The protagonist is in the throes of a mid-winter fever dream, its scenes alternating between fiction and reality, conflating and intertwining the two to shape a singular, albeit fractured narrative. It constitutes the first and most overt of Benning’s engagements with fictional premises.


READERS
Produced by James Benning | 2017 | United States | 108′

Four subjects—a student, a writer, a professor and a dancer—each immersed in the act of reading. Not party to the targets of their attention, a viewer is invited to partake in an alternate act of reading: one of the film’s protagonists themselves, their unspoken languages of presentation, posture and movement.


Ruhr
Produced by Schaf oder Scharf Film and ZDF | 2009 | United States, Germany | 121′

The first of his works to be created outside of the United States, James Benning’s Ruhr features Germany’s largely industrial Ruhr region, expanding the filmmaker’s navigation of environment and observation, training his lens on a winding tunnel, a steel foundry, the area’s wilderness, mosque-goers in prayer, a graffiti-laden wall, a residential street and a smokestack.


SAM
Produced by James Benning | 2018 | United States | 18′

A filmed tribute to Sam Shepard, executed by Benning as a single fixed frame in which gently swaying treetops are set against rolling cloud cover. Scored by the ambience of the camera’s wooded surroundings, brief spoken and sung interludes act as affecting dedications that punctuate the scene’s solitude.


Stemple Pass
Produced by James Benning | 2012 | United States | 123′

The film builds upon James Benning’s long-time engagement with the life and history of “Unabomber” Ted Kaczynski, and features the replica of Kaczynski’s cabin that Benning constructed in the Sierra Nevada. This cabin is pictured as the seasons pass, intermittently overlaid with Benning’s recitations of five passages from Kaczynski’s own writings.


two moons
Produced by James Benning | 2018 | United States | 42′

Capturing the trajectory of Earth’s rising moon on a consecutive pair of winter nights, the film serves as a pensive, nearly mathematical demonstration of a celestial phenomenon often regarded as commonplace. Here Benning turns his camera not to the American landscape, but to a new, otherworldly frontier.

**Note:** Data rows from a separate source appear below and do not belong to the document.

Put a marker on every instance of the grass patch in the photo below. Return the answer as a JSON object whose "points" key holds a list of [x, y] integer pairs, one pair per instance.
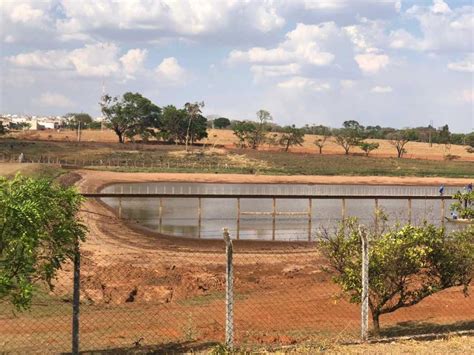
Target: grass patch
{"points": [[172, 158]]}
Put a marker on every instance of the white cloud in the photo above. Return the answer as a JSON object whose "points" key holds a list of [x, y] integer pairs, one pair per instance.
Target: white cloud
{"points": [[275, 70], [133, 60], [92, 60], [170, 71], [24, 13], [468, 96], [51, 60], [440, 7], [382, 89], [299, 83], [50, 99], [442, 28], [303, 45], [347, 84], [371, 63], [465, 65]]}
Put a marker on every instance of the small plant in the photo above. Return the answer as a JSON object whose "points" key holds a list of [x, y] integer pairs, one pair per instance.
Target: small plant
{"points": [[463, 207]]}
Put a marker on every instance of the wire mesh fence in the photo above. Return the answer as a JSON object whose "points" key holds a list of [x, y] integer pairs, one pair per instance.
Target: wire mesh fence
{"points": [[137, 292]]}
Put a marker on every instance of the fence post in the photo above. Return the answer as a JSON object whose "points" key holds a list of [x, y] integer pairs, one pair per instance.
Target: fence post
{"points": [[273, 218], [365, 286], [75, 300], [229, 294], [238, 218], [443, 211], [409, 210]]}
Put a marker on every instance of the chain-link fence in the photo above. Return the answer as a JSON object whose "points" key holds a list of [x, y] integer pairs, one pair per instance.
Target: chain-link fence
{"points": [[141, 291]]}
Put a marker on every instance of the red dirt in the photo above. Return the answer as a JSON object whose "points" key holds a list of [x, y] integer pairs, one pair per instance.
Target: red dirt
{"points": [[152, 289]]}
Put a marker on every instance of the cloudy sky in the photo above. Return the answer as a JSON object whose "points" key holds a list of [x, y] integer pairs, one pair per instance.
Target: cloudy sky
{"points": [[388, 62]]}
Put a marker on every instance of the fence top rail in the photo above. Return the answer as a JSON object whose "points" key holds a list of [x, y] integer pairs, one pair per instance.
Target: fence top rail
{"points": [[264, 196]]}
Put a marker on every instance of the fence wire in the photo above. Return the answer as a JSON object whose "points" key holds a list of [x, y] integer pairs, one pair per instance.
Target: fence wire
{"points": [[174, 299]]}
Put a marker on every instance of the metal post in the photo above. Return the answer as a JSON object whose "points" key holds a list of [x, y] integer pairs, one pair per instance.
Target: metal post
{"points": [[238, 218], [274, 218], [343, 208], [199, 217], [409, 210], [376, 215], [229, 295], [365, 287], [75, 300], [310, 217]]}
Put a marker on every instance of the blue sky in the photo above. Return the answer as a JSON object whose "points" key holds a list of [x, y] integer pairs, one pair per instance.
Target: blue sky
{"points": [[388, 62]]}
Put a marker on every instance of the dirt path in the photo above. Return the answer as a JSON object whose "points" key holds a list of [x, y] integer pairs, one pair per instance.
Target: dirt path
{"points": [[93, 180]]}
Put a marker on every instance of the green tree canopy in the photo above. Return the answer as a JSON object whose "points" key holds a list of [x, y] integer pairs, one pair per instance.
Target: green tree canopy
{"points": [[131, 115], [291, 136], [221, 123], [406, 264], [368, 147], [39, 230]]}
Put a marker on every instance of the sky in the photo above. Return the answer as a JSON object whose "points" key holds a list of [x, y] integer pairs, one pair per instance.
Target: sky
{"points": [[395, 63]]}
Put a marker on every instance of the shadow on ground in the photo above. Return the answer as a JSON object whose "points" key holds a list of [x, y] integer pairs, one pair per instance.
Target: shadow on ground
{"points": [[411, 328]]}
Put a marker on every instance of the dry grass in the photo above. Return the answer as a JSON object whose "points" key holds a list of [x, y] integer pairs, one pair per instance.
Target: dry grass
{"points": [[415, 150]]}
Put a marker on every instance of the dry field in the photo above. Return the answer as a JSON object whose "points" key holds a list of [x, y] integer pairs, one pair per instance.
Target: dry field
{"points": [[154, 289], [415, 150]]}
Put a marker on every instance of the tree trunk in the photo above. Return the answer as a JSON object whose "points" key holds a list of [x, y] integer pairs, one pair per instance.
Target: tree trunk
{"points": [[375, 320]]}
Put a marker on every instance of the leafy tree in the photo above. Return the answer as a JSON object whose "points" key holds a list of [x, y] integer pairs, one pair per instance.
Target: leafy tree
{"points": [[444, 136], [320, 143], [245, 132], [193, 110], [350, 135], [261, 128], [130, 115], [291, 136], [368, 147], [173, 124], [221, 122], [39, 230], [406, 264], [399, 139]]}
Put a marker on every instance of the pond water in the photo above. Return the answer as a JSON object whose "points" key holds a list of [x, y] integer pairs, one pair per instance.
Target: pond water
{"points": [[295, 220]]}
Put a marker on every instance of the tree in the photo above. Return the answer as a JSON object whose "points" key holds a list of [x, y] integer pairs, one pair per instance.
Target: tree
{"points": [[245, 132], [464, 205], [193, 110], [39, 230], [350, 135], [368, 147], [221, 122], [261, 128], [406, 264], [399, 139], [130, 115], [291, 136]]}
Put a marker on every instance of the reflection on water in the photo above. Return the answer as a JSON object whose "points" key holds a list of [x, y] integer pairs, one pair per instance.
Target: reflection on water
{"points": [[180, 216]]}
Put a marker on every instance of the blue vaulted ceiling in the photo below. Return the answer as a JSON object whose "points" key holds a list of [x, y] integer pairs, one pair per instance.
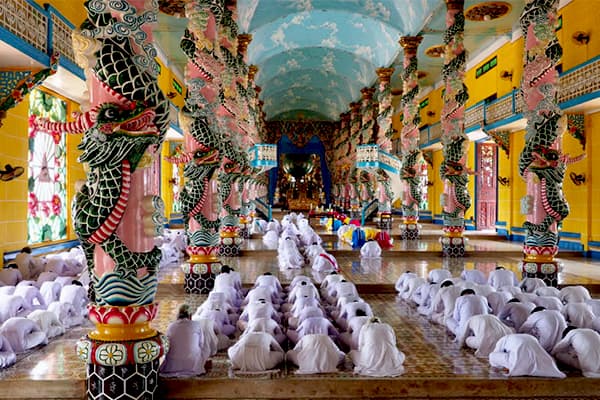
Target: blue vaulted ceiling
{"points": [[314, 56]]}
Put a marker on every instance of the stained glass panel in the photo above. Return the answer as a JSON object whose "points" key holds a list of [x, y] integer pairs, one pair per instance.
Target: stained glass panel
{"points": [[47, 211]]}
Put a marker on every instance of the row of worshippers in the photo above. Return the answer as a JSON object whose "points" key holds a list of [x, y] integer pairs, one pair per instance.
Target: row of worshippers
{"points": [[267, 311], [517, 325], [29, 316], [26, 266]]}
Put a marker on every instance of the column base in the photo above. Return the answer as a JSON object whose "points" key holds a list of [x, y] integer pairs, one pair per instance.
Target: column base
{"points": [[229, 250], [545, 270], [200, 278], [453, 246], [135, 381], [409, 231], [385, 221]]}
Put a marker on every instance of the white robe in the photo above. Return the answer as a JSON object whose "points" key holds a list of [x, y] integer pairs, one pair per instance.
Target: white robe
{"points": [[185, 356], [481, 332], [523, 355], [580, 349], [578, 314], [574, 294], [547, 326], [325, 262], [255, 352], [315, 354], [11, 306], [50, 291], [22, 334], [7, 354], [377, 354], [48, 322]]}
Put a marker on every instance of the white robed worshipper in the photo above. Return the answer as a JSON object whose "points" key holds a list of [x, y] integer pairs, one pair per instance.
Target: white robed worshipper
{"points": [[579, 315], [329, 280], [411, 285], [522, 355], [497, 300], [10, 275], [270, 280], [481, 332], [32, 298], [257, 309], [289, 256], [313, 325], [46, 276], [370, 249], [442, 305], [545, 325], [352, 334], [548, 291], [186, 343], [377, 354], [502, 277], [595, 306], [574, 294], [548, 302], [312, 251], [267, 325], [50, 291], [7, 354], [29, 266], [75, 294], [473, 275], [11, 306], [438, 275], [22, 334], [255, 352], [325, 262], [580, 349], [530, 285], [466, 305], [48, 322], [315, 354]]}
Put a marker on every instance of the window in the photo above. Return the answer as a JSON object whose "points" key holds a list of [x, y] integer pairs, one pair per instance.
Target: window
{"points": [[47, 211]]}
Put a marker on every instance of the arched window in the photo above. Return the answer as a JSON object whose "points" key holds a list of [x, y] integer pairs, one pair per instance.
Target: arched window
{"points": [[47, 211]]}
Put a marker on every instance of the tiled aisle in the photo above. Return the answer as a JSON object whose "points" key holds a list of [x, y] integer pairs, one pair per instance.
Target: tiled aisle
{"points": [[435, 367]]}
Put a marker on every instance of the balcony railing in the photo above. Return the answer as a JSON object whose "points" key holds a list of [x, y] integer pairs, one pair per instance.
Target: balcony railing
{"points": [[577, 85]]}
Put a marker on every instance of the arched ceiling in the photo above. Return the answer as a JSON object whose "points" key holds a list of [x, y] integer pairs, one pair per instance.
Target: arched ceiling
{"points": [[314, 56]]}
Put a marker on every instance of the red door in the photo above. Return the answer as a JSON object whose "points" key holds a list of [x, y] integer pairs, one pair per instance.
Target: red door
{"points": [[486, 186]]}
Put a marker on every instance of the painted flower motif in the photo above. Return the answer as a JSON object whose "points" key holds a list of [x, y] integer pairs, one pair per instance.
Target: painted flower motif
{"points": [[56, 204], [33, 204], [145, 351], [111, 354], [83, 350]]}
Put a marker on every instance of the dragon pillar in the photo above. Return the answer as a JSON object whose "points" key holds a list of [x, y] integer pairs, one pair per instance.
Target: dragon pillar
{"points": [[541, 162], [411, 155], [453, 170]]}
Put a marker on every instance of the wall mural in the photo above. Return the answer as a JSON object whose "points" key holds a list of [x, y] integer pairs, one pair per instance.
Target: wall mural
{"points": [[47, 211]]}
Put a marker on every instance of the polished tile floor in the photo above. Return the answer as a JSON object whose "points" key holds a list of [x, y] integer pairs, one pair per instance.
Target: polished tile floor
{"points": [[435, 367]]}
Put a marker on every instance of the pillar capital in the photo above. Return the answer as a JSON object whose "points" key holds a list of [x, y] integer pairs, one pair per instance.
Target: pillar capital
{"points": [[384, 74], [455, 4], [252, 70], [244, 40], [410, 44], [367, 93]]}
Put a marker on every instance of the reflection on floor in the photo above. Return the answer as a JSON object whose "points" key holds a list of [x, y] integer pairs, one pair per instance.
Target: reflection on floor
{"points": [[435, 367]]}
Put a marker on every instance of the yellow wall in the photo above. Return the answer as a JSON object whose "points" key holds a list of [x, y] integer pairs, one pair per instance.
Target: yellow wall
{"points": [[13, 195]]}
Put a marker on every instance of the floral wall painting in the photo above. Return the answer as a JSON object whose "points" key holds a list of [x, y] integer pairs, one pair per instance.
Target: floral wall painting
{"points": [[47, 211]]}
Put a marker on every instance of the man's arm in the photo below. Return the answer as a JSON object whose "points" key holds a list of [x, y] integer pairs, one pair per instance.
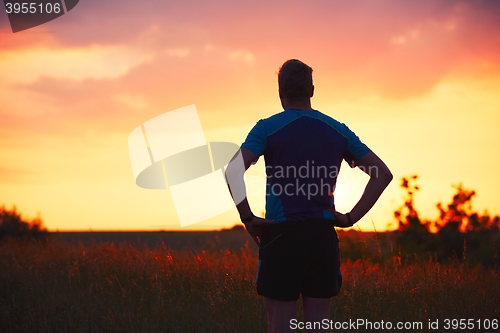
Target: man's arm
{"points": [[380, 177], [234, 176]]}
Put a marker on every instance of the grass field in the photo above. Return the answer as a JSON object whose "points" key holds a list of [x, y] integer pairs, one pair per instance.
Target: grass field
{"points": [[58, 286]]}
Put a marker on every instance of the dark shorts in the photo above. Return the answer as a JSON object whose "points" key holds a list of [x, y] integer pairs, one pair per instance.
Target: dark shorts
{"points": [[299, 258]]}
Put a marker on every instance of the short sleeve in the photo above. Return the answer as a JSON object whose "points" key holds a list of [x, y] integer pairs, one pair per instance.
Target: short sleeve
{"points": [[256, 139], [355, 148]]}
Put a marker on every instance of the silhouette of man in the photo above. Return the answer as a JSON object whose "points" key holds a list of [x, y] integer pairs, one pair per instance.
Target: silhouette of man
{"points": [[298, 245]]}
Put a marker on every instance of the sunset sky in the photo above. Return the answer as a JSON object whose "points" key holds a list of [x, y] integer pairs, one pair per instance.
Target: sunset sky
{"points": [[417, 81]]}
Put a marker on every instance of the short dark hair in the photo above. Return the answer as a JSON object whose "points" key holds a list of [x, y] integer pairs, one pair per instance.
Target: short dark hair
{"points": [[295, 80]]}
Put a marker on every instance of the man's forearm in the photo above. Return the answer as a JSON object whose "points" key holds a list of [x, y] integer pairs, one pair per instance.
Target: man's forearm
{"points": [[373, 190]]}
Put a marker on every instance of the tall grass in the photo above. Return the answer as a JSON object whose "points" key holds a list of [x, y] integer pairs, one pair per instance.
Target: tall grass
{"points": [[85, 287]]}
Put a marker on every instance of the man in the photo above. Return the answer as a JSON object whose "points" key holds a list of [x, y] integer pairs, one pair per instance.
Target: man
{"points": [[298, 246]]}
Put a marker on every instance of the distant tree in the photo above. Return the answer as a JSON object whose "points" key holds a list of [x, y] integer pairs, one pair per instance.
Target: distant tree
{"points": [[407, 215], [12, 224], [459, 215]]}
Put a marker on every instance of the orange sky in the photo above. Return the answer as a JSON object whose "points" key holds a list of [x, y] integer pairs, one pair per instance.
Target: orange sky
{"points": [[418, 81]]}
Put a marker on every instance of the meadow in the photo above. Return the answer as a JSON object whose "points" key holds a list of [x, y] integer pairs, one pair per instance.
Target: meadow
{"points": [[55, 285]]}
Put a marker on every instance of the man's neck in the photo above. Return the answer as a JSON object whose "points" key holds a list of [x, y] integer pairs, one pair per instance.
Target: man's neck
{"points": [[297, 105]]}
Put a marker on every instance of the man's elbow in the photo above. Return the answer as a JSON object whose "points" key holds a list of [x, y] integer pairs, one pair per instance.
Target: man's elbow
{"points": [[386, 176]]}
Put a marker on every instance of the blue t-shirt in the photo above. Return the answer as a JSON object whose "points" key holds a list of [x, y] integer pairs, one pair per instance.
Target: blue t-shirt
{"points": [[303, 151]]}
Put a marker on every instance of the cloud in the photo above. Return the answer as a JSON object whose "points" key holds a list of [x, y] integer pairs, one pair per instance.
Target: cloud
{"points": [[243, 56], [96, 62]]}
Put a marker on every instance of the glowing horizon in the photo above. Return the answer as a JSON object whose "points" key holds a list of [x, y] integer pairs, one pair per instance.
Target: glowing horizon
{"points": [[419, 83]]}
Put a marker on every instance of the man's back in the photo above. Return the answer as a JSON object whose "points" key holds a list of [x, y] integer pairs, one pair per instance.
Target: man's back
{"points": [[303, 151]]}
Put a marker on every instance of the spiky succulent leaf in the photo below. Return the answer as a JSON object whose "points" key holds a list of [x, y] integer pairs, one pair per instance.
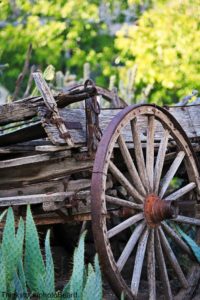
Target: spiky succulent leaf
{"points": [[3, 214], [19, 288], [89, 292], [76, 285], [9, 248], [33, 262], [191, 243], [20, 240], [41, 287], [49, 276], [3, 286], [66, 291], [98, 286], [22, 277]]}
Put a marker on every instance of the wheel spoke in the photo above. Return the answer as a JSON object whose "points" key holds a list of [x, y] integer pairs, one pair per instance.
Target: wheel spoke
{"points": [[179, 193], [139, 153], [172, 259], [130, 165], [139, 259], [151, 263], [187, 220], [129, 246], [122, 202], [171, 172], [163, 269], [150, 150], [177, 239], [122, 179], [122, 226], [160, 160]]}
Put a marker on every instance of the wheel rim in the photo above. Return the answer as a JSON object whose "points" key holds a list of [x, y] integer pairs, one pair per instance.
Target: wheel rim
{"points": [[150, 204]]}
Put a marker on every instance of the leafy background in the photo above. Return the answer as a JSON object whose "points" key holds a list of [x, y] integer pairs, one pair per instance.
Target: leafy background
{"points": [[158, 38]]}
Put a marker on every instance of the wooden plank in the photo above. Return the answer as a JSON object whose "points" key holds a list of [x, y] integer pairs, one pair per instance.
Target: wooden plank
{"points": [[33, 159], [151, 266], [124, 182], [162, 268], [125, 224], [131, 166], [35, 199], [170, 173], [106, 115], [139, 261], [130, 246], [160, 160], [182, 191], [42, 171], [150, 151], [138, 152], [52, 107]]}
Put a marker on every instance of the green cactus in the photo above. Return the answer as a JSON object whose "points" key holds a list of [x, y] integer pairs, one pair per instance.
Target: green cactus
{"points": [[76, 285], [49, 276], [33, 262], [9, 253], [25, 273]]}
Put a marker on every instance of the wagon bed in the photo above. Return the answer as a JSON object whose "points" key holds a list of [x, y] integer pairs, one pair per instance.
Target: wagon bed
{"points": [[130, 168]]}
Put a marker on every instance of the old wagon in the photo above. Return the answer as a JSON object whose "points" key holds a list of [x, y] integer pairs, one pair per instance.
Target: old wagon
{"points": [[132, 170]]}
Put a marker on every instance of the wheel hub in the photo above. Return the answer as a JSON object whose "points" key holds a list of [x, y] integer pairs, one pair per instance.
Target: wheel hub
{"points": [[157, 210]]}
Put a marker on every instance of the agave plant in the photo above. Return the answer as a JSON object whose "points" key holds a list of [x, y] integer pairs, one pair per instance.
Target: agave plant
{"points": [[24, 272]]}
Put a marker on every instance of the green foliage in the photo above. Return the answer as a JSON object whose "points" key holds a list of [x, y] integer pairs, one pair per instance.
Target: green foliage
{"points": [[164, 44], [33, 261], [25, 273], [159, 38]]}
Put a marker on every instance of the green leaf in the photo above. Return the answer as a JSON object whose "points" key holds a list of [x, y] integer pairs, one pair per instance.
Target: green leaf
{"points": [[19, 288], [9, 252], [76, 280], [33, 262], [22, 277], [3, 286], [20, 240], [49, 73], [98, 284], [3, 214], [49, 276], [89, 292]]}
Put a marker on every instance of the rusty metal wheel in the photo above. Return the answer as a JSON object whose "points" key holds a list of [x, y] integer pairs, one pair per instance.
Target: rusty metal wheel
{"points": [[141, 221]]}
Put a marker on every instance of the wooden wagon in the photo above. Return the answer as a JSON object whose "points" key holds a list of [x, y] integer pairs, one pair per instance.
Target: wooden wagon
{"points": [[132, 170]]}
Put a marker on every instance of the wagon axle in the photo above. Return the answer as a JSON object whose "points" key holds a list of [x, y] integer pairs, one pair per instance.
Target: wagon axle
{"points": [[157, 210]]}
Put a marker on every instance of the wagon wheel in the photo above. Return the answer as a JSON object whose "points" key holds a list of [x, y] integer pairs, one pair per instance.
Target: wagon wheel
{"points": [[151, 203]]}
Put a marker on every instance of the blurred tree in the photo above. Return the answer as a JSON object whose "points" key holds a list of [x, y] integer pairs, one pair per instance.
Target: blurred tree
{"points": [[63, 33], [164, 44], [158, 37]]}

The United States of America
Produced by James Benning | 1975 | United States | 27′

In 1975, James Benning and Bette Gordon drove from New York to Los Angeles, documenting the process in a series of brief, real-time tableaux that would become their joint film The United States of America. Radio news, advertisements or pop music soundtracks their road trip, while a diversity of scenery gradually passes their forward-facing camera.


THE UNITED STATES OF AMERICA
Produced by James Benning | 2021 | United States | 103′

1975’s The United States of America serves as the point of departure for this film. Rather than being a reiteration of the earlier work, it showcases vistas now contained within fixed frames. 52 shots—one for each state, plus Washington, D.C. and Puerto Rico—document one of Benning’s most ambitious undertakings to date.